From Figure 13e–h, it is evident that further increasing the paper-mill white clay dosage exerts negative effects on the concrete structure. At 20% dosage, C-S-H gel and small CH crystals dominate, with a small amount of acicular AFt formed. The AFt is small in size and does not aggregate, integrating well with C-S-H gel and CH crystals to form a dense and continuous structure. At 25% dosage, the amount of large CH crystals and acicular AFt increases, with a few micropores and microcracks appearing, indicating further deterioration of the interfacial structure. At 30% and 35% dosage, the interfacial structure becomes loose, with numerous pores and microcracks present, and a large amount of acicular AFt formed—larger in size, entangled, and enriched. This leads to severe degradation of the interfacial structure.

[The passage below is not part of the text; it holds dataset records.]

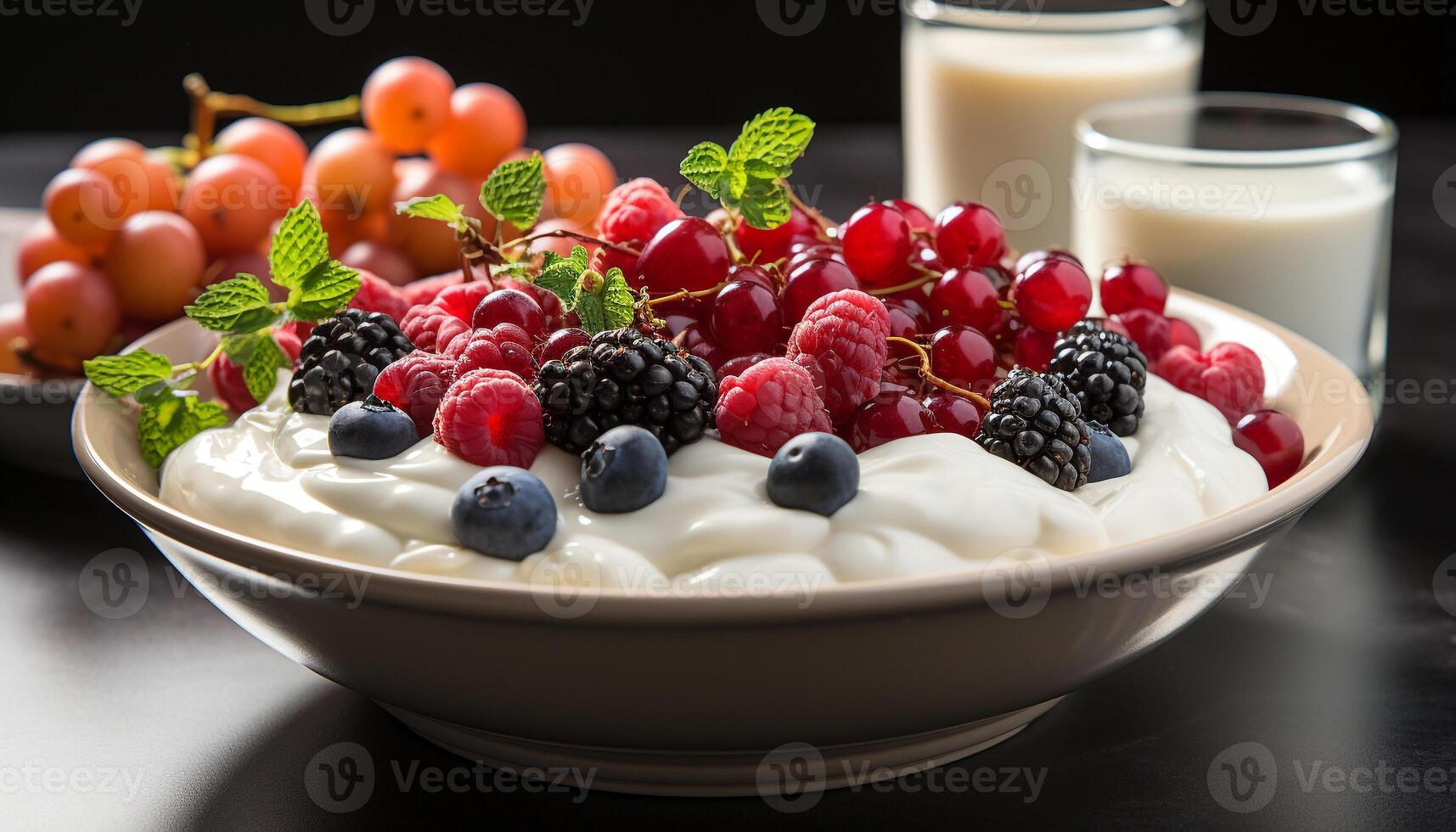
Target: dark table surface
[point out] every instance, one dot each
(1343, 667)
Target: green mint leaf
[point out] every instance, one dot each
(515, 191)
(705, 165)
(559, 274)
(299, 246)
(776, 138)
(322, 292)
(437, 207)
(262, 364)
(168, 421)
(238, 305)
(124, 374)
(618, 301)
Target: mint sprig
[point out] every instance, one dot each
(240, 311)
(749, 177)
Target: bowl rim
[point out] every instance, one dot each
(881, 596)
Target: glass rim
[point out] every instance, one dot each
(1054, 22)
(1382, 133)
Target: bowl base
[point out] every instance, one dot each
(784, 773)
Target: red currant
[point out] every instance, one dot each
(969, 233)
(954, 414)
(745, 318)
(1053, 295)
(1274, 441)
(887, 417)
(877, 244)
(1133, 286)
(965, 296)
(510, 306)
(963, 357)
(810, 282)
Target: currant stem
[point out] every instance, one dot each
(925, 372)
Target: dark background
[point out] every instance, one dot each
(635, 61)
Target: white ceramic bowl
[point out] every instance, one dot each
(700, 695)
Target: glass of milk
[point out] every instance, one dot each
(992, 89)
(1279, 205)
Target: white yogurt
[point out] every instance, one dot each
(926, 504)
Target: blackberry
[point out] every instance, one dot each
(342, 357)
(1036, 423)
(1105, 370)
(625, 376)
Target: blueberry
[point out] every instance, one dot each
(504, 512)
(1110, 457)
(372, 429)
(623, 469)
(814, 471)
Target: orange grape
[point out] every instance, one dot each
(485, 124)
(578, 178)
(85, 209)
(156, 266)
(430, 244)
(232, 200)
(273, 143)
(12, 329)
(41, 245)
(407, 102)
(350, 171)
(71, 311)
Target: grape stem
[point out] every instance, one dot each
(925, 372)
(209, 105)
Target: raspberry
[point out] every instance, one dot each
(842, 341)
(767, 405)
(415, 385)
(503, 347)
(433, 327)
(637, 211)
(491, 417)
(378, 295)
(1229, 376)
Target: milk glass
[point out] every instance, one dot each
(992, 89)
(1279, 205)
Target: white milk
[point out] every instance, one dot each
(1303, 246)
(989, 113)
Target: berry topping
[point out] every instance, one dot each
(637, 211)
(842, 341)
(490, 417)
(415, 385)
(1110, 457)
(623, 469)
(969, 233)
(504, 347)
(816, 472)
(342, 357)
(623, 376)
(1053, 295)
(1133, 286)
(1107, 374)
(1036, 423)
(505, 513)
(1229, 376)
(767, 405)
(1274, 441)
(370, 429)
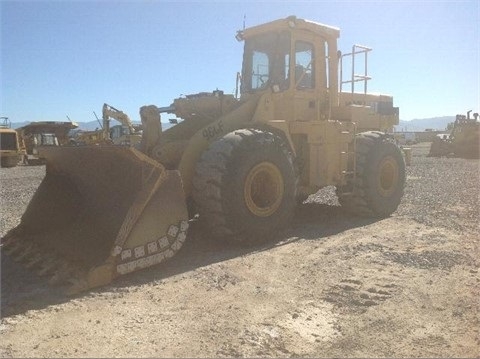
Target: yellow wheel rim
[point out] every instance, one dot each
(264, 189)
(388, 176)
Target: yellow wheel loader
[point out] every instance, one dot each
(242, 164)
(10, 150)
(463, 142)
(40, 134)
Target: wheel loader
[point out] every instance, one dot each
(10, 149)
(37, 135)
(242, 164)
(463, 141)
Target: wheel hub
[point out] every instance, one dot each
(388, 176)
(264, 189)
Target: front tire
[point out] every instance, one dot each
(377, 188)
(245, 186)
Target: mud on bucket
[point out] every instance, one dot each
(100, 212)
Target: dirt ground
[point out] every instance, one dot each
(332, 285)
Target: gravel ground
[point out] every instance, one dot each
(332, 285)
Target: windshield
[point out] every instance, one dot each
(266, 61)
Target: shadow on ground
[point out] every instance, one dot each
(22, 290)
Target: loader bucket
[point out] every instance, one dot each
(100, 212)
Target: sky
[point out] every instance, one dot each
(67, 58)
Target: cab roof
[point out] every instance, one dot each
(290, 23)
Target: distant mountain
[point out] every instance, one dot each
(417, 125)
(87, 126)
(421, 124)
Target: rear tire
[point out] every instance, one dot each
(379, 180)
(245, 186)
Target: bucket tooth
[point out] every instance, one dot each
(14, 248)
(36, 259)
(27, 251)
(62, 274)
(48, 267)
(8, 241)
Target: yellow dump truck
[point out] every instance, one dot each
(242, 164)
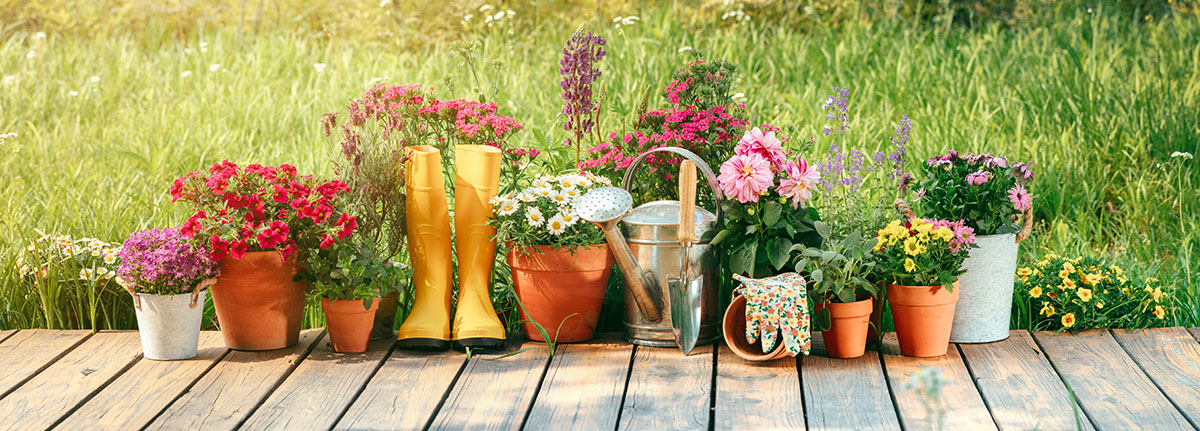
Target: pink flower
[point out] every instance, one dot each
(745, 177)
(799, 181)
(1021, 199)
(763, 144)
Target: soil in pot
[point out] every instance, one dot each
(846, 336)
(553, 285)
(733, 327)
(923, 316)
(259, 306)
(349, 323)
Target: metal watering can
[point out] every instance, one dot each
(672, 275)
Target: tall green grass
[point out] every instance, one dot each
(1097, 101)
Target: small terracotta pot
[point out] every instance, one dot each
(923, 316)
(556, 283)
(349, 323)
(733, 327)
(846, 336)
(258, 305)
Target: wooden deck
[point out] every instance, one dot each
(77, 381)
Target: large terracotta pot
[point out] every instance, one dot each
(846, 336)
(556, 283)
(349, 323)
(733, 327)
(258, 305)
(923, 316)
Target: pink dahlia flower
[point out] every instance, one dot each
(745, 177)
(799, 181)
(763, 144)
(1021, 199)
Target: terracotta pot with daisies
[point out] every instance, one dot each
(256, 221)
(561, 264)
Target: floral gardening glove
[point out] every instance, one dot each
(777, 303)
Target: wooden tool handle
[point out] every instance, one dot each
(687, 201)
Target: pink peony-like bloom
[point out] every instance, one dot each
(763, 144)
(745, 177)
(1021, 198)
(799, 181)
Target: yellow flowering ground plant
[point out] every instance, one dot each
(1063, 293)
(923, 252)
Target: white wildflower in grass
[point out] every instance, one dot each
(533, 215)
(556, 225)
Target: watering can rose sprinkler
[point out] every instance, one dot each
(667, 271)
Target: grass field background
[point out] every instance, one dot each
(1097, 99)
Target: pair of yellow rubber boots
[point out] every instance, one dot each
(477, 180)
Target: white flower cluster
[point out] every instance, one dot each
(552, 192)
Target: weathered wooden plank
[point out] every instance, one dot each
(31, 351)
(1110, 387)
(757, 395)
(70, 381)
(669, 390)
(963, 405)
(234, 388)
(135, 397)
(846, 394)
(1019, 385)
(582, 388)
(321, 388)
(1171, 358)
(493, 393)
(405, 393)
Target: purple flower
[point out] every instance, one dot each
(978, 178)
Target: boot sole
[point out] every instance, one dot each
(479, 343)
(424, 345)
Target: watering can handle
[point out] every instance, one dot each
(700, 163)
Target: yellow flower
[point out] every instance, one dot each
(1085, 294)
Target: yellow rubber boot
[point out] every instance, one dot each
(477, 180)
(427, 328)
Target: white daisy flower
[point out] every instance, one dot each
(556, 225)
(533, 215)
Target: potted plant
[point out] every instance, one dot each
(561, 264)
(760, 231)
(167, 275)
(921, 259)
(989, 195)
(256, 220)
(841, 286)
(348, 280)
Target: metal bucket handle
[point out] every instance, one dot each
(700, 163)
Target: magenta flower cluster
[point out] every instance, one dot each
(163, 262)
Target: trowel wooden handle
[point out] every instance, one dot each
(687, 201)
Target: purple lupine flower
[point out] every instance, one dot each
(582, 51)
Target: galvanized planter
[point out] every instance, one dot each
(985, 304)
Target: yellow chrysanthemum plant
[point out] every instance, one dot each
(923, 252)
(1062, 293)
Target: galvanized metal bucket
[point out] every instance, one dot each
(651, 231)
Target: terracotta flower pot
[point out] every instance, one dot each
(258, 305)
(846, 336)
(923, 316)
(735, 330)
(349, 323)
(556, 283)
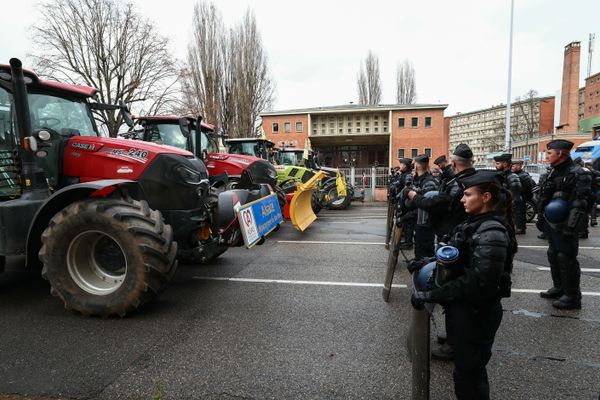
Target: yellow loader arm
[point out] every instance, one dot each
(301, 212)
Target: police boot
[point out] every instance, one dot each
(556, 290)
(571, 276)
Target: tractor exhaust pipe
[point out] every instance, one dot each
(33, 179)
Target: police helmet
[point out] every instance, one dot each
(557, 211)
(423, 278)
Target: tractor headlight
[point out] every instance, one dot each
(189, 176)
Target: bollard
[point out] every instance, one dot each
(419, 351)
(373, 183)
(392, 261)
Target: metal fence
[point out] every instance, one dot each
(355, 176)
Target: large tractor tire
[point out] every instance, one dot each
(107, 257)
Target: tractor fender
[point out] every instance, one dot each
(66, 196)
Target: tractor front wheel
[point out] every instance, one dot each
(107, 257)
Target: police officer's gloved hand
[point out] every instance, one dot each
(418, 299)
(568, 233)
(417, 264)
(539, 224)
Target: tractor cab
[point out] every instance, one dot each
(256, 147)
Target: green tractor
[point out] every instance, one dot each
(334, 191)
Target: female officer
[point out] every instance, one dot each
(486, 243)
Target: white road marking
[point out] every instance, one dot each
(324, 242)
(582, 269)
(545, 247)
(295, 282)
(351, 284)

This deterioration occurs because excessive paper-mill white clay dispersed in the cement paste adversely affects the bonding performance of the paste and interface, making it easier for pores and cracks to form. These defects create favorable conditions for the growth of acicular AFt. Given that AFt has strong expansive properties, its growth can easily induce expansion-induced cracking in concrete. Therefore, controlling AFt formation is crucial for improving the cracking resistance of concrete.

5. Conclusions

This study systematically investigates the feasibility and performance impacts of partially substituting cement with paper-mill white clay for the preparation of lightweight concrete. Using an orthogonal experimental design, the influence of the water–binder ratio, crushed stone volume replacement rate, and paper-mill white clay dosage on the cube compressive strength, splitting tensile strength, and early-age cracking resistance of the concrete was analyzed. The results demonstrate that an appropriate incorporation of paper-mill white clay effectively enhances both the mechanical properties and durability of the concrete:

(1) The cube compressive strength test results show that as the paper-mill white clay dosage increases, the cube compressive strength of concrete first increases and then decreases. When the paper-mill white clay dosage is 5%, the splitting tensile strength of paper-mill white clay lightweight concrete at all curing ages reaches the highest value. This indicates that incorporating an appropriate amount of paper-mill white clay can enhance both the cube compressive strength and splitting tensile strength of paper-mill white clay lightweight concrete.

(2) The early-age cracking resistance test results show that as the paper-mill white clay dosage increases, the early-age crack resistance of concrete first improves and then deteriorates. When the paper-mill white clay dosage is 15%, the early-age cracking resistance is optimal, achieving a crack resistance grade of L-IV.

(3) Scanning electron microscopy (SEM) analysis reveals that at a 15% dosage, large-sized CH crystals are rarely present, and no obvious pores are observed. The structure is composed of various hydration products interwoven and bonded together, forming the most compact internal microstructure of the concrete.

These results confirm that, through mix proportion optimization, the pozzolanic effect and micro-aggregate filling effect of paper-mill white clay can synergistically improve both the microstructure and macro-performance of concrete. This study has thereby achieved its set objectives: it has clarified the feasibility of using paper-mill white clay as a cement substitute in lightweight concrete, identified the appropriate dosage range (5–15%) for enhancing mechanical properties, and provided a practical technical pathway for the large-scale, high-value-added resource utilization of paper-mill white clay.